Bagaimana tidak, beliau yang dahulunya begitu perkasa di depan santri, kalau marah tidak ada satu santripun yang berani mendongakkan kepala, bahkan jika saya akan menghadapnya untuk satu urusan, saya harus membaca mantera-mantera doa agar tenang dan tidak grogi. Tapi saat ini, bicaranya begitu pelan dan jika berjalan harus dibantu dengan tongkat bahkan dipapah oleh santri-santrinya.  

Pada periode saya masih di pondok, Buya yang tidak memiliki body tinggi besar bahkah boleh dibilang kurus-kecil, tapi beliau sangat kuat, bicaranya berapi-api, dan kata-katanya sangat keras sampai urat lehernya tampak menonjol. Beliau turun langsung memimpin santri tandzif (membersihkan) pondok, berolah-raga, lari pagi sambil mensyi'arkan pondok.
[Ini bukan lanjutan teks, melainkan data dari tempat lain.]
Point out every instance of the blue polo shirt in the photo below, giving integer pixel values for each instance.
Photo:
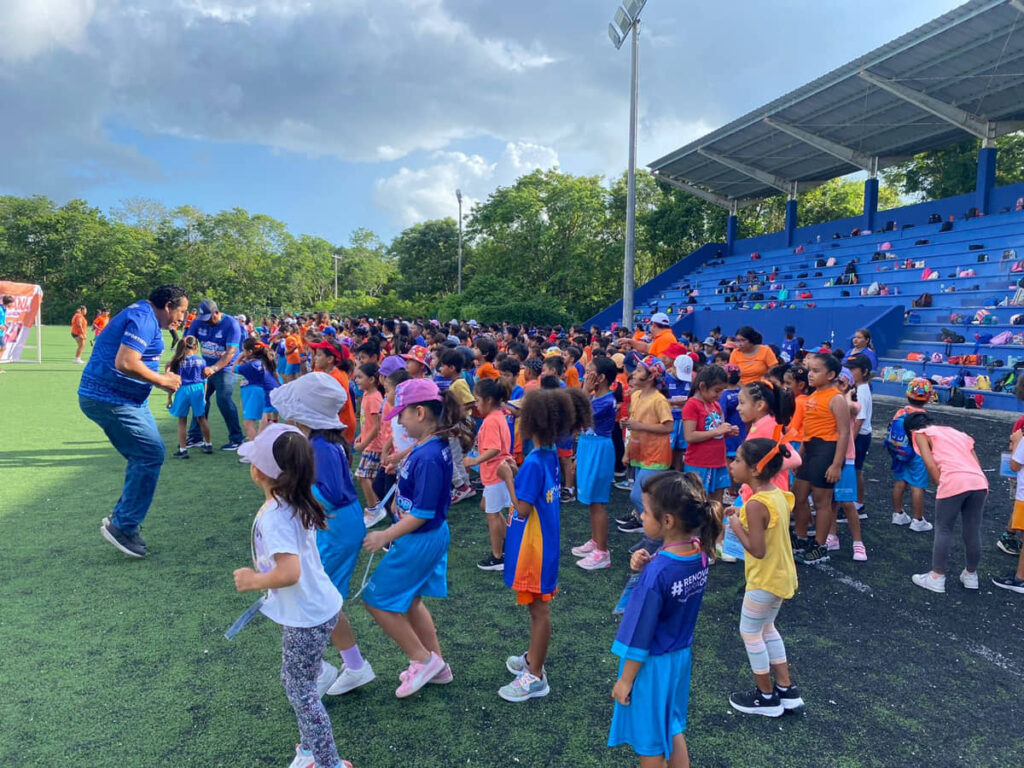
(214, 339)
(135, 327)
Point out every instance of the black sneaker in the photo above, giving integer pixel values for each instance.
(133, 546)
(492, 563)
(1011, 583)
(814, 554)
(755, 702)
(633, 525)
(790, 698)
(1010, 544)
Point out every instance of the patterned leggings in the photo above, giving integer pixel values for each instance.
(301, 653)
(757, 627)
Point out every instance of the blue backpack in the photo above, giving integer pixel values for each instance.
(898, 442)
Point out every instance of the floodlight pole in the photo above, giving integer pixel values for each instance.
(631, 185)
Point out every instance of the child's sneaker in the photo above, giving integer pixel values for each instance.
(418, 675)
(969, 580)
(596, 560)
(524, 686)
(585, 549)
(1010, 544)
(930, 581)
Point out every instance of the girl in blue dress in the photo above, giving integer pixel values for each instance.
(654, 638)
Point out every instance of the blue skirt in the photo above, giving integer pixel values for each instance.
(595, 469)
(415, 566)
(657, 706)
(253, 401)
(341, 542)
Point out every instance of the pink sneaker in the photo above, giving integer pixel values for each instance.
(596, 560)
(418, 674)
(585, 549)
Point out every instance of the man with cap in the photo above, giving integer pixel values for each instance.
(662, 337)
(219, 337)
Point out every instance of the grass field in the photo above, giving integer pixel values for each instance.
(112, 662)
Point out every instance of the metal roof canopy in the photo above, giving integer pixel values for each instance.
(957, 76)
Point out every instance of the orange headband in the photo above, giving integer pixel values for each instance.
(780, 440)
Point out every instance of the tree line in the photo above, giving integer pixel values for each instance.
(548, 248)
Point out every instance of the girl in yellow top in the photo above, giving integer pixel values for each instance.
(826, 432)
(763, 527)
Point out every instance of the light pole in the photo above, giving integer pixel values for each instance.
(628, 23)
(458, 195)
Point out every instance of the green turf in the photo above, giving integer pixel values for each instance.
(110, 662)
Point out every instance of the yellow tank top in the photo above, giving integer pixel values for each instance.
(775, 572)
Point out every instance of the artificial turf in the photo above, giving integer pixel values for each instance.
(112, 662)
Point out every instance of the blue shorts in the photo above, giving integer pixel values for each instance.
(253, 402)
(595, 469)
(341, 542)
(189, 397)
(912, 472)
(714, 478)
(415, 566)
(846, 488)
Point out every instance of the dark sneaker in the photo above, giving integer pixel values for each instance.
(492, 563)
(633, 525)
(1010, 544)
(755, 702)
(790, 698)
(1011, 583)
(133, 546)
(814, 554)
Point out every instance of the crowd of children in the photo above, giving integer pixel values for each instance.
(721, 464)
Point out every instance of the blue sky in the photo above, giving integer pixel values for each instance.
(332, 115)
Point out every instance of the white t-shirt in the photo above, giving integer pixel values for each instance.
(311, 600)
(1018, 456)
(864, 398)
Para santri akan mengikuti Jambore Pramuka di PM. Gontor tahun 1990/koleksi pribadi
Para santri akan mengikuti Jambore Pramuka di PM. Gontor tahun 1990/koleksi pribadi
Dalam mendidik, Buya benar-benar sangat keras dan mendisiplinkan para santrinya tanpa pandang bulu, termasuk kepada para mudabbir (pengurus), ustadz, keluarga, bahkan Umi pun harus mengikuti aturan dan disiplin pondok. Dalam hal ini beliau sering menyitir potongan Qs. Al-Fath, ayat 29:

"Bersikap keras terhadap orang-orang ingkar, tetapi berkasih sayang kepada sebagiannya"

Bagi siapa saja yang melanggar aturan pondok harus menerima sanksi berupa hukuman berdiri, ngorondang (berjalan dengan merangkang), direndam, digunduli, ditempeleng, hingga dikeluarkan dari pondok.

Walaupun demikian, karena Buya ikhlas agar santrinya menjadi lebih baik, maka para santri yang bersungguh-sungguh akan tetap bertahan dan jika dikeluarkanpun, akan kembali menghadap agar dapat diterima kembali menjadi santri.

Walaupun saat dahulu dihukum kami merasa sedih dan menangis, tapi didikan dan hukuman ini sangat membekas di hati para santri, terutama setelah kami terjun di masyarakat didikannya itu sangat bermanfaat. Saya dan mungkin para santri hanya mampu berucap, "Haturnuhun Buya kana kasaeanna. Semoga ilmu dan didikannya berberkah...Semoga menjadi amal kebaikan untuk Buya dan seluruh santri. Dan semoga kita semua bisa berkumpul kembali di dalam Surga-Nya kelak...!"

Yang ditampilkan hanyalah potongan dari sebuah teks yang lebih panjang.